Saturday, September 24, 2011

Fantastic Fest 2011 Movie Review- KILL ME PLEASE- She said

Directed by: Olias Barco
Written by: Olias Barco and Stephane Malandrin
Starring: Aurelien Recoing, Benoit Poelvoorde and Muriel Bersy
Synopsis: A look at an assisted suicide clinic and its colorful inhabitants.

Assisted suicide.  Kevorkian brought it to our attention.  And everyone has their own opinion.  KILL ME PLEASE takes a look at an assisted suicide clinic run by a very compassionate yet realistic Dr. Kruger and its colorful workers and patients.  First conclusion would be there's a political agenda beneath the surface, but that would be incorrect.  Actually, the film lends itself as a dark comedy if anything.  I know... doesn't appear to make much sense.

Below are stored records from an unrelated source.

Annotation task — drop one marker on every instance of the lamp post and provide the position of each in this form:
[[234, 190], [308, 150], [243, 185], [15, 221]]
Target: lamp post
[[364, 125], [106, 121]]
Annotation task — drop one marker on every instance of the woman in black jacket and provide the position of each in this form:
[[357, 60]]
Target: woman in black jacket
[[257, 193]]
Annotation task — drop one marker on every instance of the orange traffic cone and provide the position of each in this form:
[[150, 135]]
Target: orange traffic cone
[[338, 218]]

Dr. Kruger gets patients from all parts of the world.  They come to him because they just can't stand their life anymore, whether it's because of a brain tumor or losing his wife in a poker game.  Sounds goofy, but director Olias Barco lets the first half of his film burn slowly as we're introduced to the ins and outs of the Kruger's clinic and the severity of his job.  Not everyone is accepted to his clinic, and he actually makes a point for his patients to really think about their ultimate choice because he understands there "are very few life decisions that you cannot undo." Coupled with being shot in black and white, the film sets an ominous tone from the beginning. 

So patients could be there for a few days or weeks depending on their personal situations.  Some patients are relatable, and some are just odd.  However, each believes there isn't a better solution to their life, thus circumstances brought them here.  Once the action begins during the second half, the movie takes a turn of the absurd, and the direction you assumed the plot was going gets turned completely on its head.

When the credits rolled, I sat there not knowing what to make of my experience.  Yes, the movie was, from a technical aspect, well shot and acted.  The scenery was beautiful; the characters were somewhat fun and all had satisfying, if not slightly horrific, arcs.  However, I don't know what Barco wanted to say.  Was this a commentary on picking life no matter how difficult it gets?  Or is this a pro-human stance where you can do with your body what you want?  Are we all just victim of our circumstances, and we just have to make the best of each situation we're given?  Are we really just out to save ourselves in the end?  I want to conclude that Barco wanted to comment on the absurdity of even contemplating taking your life when faced with extreme circumstances, but that could just be my own projections I'm forcing onto the movie.

KILL ME PLEASE falls into that weird category of movies that you watch so you can discuss a topic/controversy.  Even though you may know which side you stand on, this movie does make you think and talk about aspects that never occurred to you.  Take that for what you will.